El Real Madrid y el Olympiacos se citan este sábado en Atenas para decidir el campeón de la Euroliga. El conjunto blanco llega con bajas en el juego interior, mientras que el equipo griego, que busca su primer título europeo en 13 años, parte como favorito con una clara ventaja física en la pintura. El Madrid, en su cuarta final en cinco años, apuesta por el rebote y el acierto exterior para contrarrestar las carencias.
La clave táctica: control del rebote defensivo y circulación rápida 🏀
El Madrid deberá minimizar los segundos ataques del Olympiacos. Sin centímetros en la zona, la defensa colectiva y el balance defensivo serán vitales para evitar que Fall y Milutinov castiguen cerca del aro. En ataque, la circulación rápida del balón y el tiro de tres, con Campazzo y Musa como ejecutores, buscarán abrir la defensa rival. La capacidad de generar ventajas desde el pick and roll será determinante para romper el control del rebote griego.
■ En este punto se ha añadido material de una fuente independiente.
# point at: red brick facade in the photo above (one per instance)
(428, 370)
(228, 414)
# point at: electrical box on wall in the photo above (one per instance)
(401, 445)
La báscula, la gran amenaza del Madrid en Atenas ⚖️
El plan del Madrid es simple: correr y tirar. Pero claro, cuando tu pívot titular pesa lo mismo que el bocadillo de un aficionado del Olympiacos, el rebote se convierte en un acto de fe. Ojalá la canasta de tres puntos mida 7,24 metros, porque si el partido se juega a ver quién empuja más cerca del aro, el Madrid va a necesitar un patrocinio de Protección de Datos para que no le roben los rebotes.